Ever wonder what “Big Tech” looked like before the silicon?
Picture this: It’s 1924. You’re Thomas J. Watson, the head of a company called the Computing-Tabulating-Recording Company (CTR). It’s a clunky, mouthful of a name that sounds like a dry accounting firm. You’ve got a solid business making punch-card machines and meat slicers, but you’ve only got a single office outside the US—up in Canada.
What do you do? You manifest!
On February 14, 1924, CTR officially became International Business Machines. It was the ultimate “fake it till you make it” move. Watson wasn’t just changing the letterhead; he was declaring war on the limits of mechanical calculation.
The Tech: From Gears to “Business Logic”
The shift wasn’t just branding—it was a technical pivot. Before the rebrand, CTR was focused on recording (think time clocks and scales). But the “International Business Machine” was different. We’re talking about the Hollerith Tabulator—a beast of electromechanical engineering that used 80-column punch cards to process data at speeds that would make a 1920s clerk’s head spin.
The Spec: Electromechanical logic. No transistors, no software. Just brushes completing circuits through holes in paper cards.

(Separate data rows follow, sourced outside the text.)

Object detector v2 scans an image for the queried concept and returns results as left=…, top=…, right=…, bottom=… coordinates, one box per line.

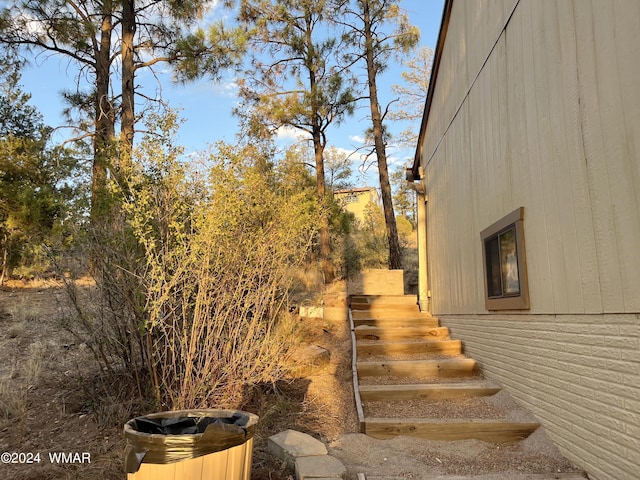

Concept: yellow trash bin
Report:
left=124, top=409, right=258, bottom=480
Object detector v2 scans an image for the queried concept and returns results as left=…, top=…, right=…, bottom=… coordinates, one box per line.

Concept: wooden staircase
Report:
left=350, top=294, right=540, bottom=442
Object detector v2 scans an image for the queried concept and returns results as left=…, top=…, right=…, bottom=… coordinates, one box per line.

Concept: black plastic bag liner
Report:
left=124, top=409, right=258, bottom=474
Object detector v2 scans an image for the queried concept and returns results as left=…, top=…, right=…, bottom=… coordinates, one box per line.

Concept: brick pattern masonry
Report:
left=438, top=313, right=640, bottom=480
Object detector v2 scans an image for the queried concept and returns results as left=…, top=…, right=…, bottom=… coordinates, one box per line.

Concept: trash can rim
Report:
left=124, top=408, right=259, bottom=440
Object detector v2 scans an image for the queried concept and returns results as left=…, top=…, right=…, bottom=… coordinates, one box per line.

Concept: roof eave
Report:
left=411, top=0, right=454, bottom=179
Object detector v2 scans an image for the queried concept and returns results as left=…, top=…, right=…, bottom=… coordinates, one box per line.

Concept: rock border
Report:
left=268, top=429, right=347, bottom=479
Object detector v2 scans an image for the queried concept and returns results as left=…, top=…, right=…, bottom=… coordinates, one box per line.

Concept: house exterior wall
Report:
left=418, top=1, right=640, bottom=478
left=333, top=188, right=379, bottom=224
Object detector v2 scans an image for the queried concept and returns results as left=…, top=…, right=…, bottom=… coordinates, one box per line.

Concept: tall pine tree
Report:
left=337, top=0, right=419, bottom=270
left=0, top=0, right=239, bottom=219
left=235, top=0, right=356, bottom=283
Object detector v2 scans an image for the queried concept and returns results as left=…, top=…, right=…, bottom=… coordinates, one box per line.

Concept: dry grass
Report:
left=0, top=377, right=25, bottom=429
left=0, top=340, right=46, bottom=437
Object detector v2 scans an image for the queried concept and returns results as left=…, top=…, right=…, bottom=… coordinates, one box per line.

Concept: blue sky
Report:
left=18, top=0, right=444, bottom=185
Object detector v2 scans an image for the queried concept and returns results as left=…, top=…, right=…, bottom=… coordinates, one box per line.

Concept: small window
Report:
left=480, top=207, right=529, bottom=310
left=343, top=193, right=358, bottom=204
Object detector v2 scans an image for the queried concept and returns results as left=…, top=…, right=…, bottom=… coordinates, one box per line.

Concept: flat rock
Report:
left=269, top=429, right=328, bottom=466
left=295, top=454, right=346, bottom=479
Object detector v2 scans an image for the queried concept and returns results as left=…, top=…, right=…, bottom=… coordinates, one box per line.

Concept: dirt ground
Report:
left=0, top=279, right=584, bottom=480
left=0, top=278, right=356, bottom=480
left=0, top=279, right=125, bottom=480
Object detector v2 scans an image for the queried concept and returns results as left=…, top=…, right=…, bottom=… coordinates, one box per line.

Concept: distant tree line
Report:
left=0, top=0, right=432, bottom=280
left=0, top=1, right=434, bottom=413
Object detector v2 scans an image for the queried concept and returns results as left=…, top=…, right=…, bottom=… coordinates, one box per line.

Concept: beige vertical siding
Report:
left=423, top=0, right=640, bottom=315
left=420, top=0, right=640, bottom=478
left=425, top=0, right=518, bottom=170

The Goal: To move from simply “storing” data to “processing” it.
Watson saw a world where every business needed a “machine” to think for them. He branded a global empire into existence before the first trans-Atlantic cable was even a thought.
Legacy:
IBM didn’t just survive the transition to digital; they defined it. By the time the System/360 mainframe arrived in the 60s, the “International” part of the name was no longer a boast—it was a fact. Every time you tap a credit card or check a bank balance today, you’re interacting with the descendant of Watson’s 1924 ambition.